Natural ventilation (NV) systems are becoming increasingly popular as they improve indoor air quality (IAQ) and reduce building energy usage. However, predicting future NV rates is a challenging issue for NV and hybrid systems, which combine NV with mechanical ventilation. The variability of NV due to building features and indoor/outdoor environmental changes makes it difficult to define the timing and approach of optimal NV system control in individual and multiple spaces.

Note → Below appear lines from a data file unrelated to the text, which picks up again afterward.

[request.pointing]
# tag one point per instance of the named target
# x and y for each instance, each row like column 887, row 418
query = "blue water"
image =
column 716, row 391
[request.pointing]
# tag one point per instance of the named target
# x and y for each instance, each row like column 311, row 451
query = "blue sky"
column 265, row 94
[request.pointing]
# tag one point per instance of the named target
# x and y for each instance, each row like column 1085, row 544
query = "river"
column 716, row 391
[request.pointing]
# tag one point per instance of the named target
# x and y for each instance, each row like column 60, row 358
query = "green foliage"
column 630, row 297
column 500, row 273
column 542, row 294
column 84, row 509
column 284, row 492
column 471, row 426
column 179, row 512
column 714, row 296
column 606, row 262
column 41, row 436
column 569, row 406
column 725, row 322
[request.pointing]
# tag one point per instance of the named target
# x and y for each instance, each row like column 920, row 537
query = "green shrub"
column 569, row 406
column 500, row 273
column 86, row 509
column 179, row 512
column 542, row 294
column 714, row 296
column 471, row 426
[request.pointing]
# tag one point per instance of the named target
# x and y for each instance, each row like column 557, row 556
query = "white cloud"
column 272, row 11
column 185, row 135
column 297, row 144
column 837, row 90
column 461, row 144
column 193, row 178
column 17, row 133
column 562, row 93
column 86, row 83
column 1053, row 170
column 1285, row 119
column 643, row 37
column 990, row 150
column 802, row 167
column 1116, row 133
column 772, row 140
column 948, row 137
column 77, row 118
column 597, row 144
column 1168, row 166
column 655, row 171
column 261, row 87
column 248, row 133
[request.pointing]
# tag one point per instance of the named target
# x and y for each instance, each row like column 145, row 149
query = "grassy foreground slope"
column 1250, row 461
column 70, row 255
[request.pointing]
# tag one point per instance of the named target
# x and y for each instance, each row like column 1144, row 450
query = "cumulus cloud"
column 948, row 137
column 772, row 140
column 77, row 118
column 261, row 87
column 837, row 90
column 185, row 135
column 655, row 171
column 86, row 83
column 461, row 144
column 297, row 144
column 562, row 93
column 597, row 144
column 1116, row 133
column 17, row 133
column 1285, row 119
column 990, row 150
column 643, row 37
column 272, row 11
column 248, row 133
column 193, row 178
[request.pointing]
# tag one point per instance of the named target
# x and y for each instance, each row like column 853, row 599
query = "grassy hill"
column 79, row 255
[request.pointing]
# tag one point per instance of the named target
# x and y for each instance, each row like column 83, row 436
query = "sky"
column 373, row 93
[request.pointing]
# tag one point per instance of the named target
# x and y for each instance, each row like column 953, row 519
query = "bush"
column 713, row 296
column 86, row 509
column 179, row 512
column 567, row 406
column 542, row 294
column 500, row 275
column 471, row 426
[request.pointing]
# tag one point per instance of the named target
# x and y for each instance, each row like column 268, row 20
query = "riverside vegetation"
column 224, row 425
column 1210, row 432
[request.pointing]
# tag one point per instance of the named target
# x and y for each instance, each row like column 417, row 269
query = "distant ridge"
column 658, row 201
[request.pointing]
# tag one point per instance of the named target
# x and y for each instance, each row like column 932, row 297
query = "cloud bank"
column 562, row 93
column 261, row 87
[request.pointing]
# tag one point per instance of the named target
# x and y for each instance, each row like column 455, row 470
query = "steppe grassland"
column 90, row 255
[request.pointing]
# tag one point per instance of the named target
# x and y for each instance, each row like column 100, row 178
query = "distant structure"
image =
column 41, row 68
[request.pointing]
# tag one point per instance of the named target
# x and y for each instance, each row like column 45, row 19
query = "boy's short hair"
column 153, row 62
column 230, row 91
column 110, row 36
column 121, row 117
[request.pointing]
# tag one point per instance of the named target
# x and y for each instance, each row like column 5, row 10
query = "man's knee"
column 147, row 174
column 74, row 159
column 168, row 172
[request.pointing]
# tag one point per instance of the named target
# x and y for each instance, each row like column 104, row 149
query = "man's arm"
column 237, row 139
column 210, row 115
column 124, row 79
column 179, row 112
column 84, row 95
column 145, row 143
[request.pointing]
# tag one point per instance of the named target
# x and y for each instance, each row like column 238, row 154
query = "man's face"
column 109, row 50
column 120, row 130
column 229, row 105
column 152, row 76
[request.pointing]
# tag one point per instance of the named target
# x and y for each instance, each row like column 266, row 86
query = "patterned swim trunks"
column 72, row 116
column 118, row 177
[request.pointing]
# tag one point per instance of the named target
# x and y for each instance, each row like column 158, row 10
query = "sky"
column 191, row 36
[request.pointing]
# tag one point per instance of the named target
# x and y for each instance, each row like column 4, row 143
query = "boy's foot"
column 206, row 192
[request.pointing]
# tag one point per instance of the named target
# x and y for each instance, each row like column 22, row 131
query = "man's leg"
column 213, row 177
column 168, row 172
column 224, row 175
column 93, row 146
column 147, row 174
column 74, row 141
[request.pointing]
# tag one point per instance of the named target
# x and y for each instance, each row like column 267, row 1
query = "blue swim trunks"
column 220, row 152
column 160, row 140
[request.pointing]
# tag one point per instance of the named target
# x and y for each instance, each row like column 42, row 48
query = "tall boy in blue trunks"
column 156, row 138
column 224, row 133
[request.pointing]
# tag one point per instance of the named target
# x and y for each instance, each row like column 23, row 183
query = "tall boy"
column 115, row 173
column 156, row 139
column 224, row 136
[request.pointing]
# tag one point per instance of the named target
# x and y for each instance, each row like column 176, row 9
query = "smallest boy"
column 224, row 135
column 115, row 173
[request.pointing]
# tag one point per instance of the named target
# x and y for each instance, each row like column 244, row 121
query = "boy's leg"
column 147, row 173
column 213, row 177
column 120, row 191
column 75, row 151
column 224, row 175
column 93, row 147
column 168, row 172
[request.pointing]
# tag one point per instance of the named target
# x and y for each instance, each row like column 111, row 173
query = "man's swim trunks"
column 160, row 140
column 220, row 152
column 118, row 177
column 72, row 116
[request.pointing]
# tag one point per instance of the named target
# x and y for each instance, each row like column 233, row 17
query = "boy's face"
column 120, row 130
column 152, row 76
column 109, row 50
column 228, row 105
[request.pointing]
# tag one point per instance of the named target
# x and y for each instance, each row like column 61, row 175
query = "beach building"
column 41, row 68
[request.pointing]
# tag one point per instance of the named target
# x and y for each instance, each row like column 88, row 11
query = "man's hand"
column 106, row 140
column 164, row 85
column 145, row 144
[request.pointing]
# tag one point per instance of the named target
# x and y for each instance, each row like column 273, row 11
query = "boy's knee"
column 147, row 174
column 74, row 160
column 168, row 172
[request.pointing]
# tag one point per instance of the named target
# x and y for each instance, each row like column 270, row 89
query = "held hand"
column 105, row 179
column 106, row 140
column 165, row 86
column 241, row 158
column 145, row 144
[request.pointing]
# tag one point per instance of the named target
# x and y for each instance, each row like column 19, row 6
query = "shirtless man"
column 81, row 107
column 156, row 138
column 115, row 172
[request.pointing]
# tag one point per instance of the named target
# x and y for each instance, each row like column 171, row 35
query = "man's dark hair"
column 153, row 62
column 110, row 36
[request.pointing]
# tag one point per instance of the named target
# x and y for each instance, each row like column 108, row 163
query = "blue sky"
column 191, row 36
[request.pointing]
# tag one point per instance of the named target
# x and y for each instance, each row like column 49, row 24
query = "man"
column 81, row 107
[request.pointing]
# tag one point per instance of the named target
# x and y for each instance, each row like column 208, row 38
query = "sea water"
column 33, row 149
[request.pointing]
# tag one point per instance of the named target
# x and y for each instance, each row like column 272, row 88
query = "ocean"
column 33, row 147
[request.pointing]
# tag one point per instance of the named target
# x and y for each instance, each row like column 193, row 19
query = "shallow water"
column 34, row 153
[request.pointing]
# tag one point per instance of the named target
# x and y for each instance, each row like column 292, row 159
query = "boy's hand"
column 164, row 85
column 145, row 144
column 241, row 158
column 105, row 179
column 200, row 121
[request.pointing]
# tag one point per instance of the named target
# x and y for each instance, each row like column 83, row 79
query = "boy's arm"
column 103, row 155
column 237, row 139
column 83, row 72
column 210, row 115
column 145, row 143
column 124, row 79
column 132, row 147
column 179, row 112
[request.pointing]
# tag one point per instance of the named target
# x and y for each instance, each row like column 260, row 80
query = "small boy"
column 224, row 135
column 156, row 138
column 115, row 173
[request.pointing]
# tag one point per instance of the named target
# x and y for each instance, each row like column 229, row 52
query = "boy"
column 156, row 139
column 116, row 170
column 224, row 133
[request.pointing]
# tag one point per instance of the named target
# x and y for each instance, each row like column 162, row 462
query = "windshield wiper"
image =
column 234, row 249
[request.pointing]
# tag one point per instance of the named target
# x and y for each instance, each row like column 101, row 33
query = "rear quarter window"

This study proposes hybrid ensembled transfer learning (HETL) to predict NV rates between building spaces with varying physical features and climates. Two experimental scenarios were designed to compare the performance of the proposed and baseline methods. Differences in environmental feature relevance before and after model transfer were explored to provide an in-depth insight based on the Sharply Additive Explanation (SHAP) approach. For all the error metrics considered in this work, namely MAE, RMSE, and MAPE, HETL outperformed the baseline models including standalone and conventional transfer learning strategies.
Transfer learning, coupled with hybrid ensemble techniques, can ensure favorable transfer performance, even if source and target offices lack data. This study provides useful insights into the prediction of NV rates based on predictive models for large-scale building settings, such as a city or community, where the same climate is shared and energy-efficient thermal designs are highly desirable.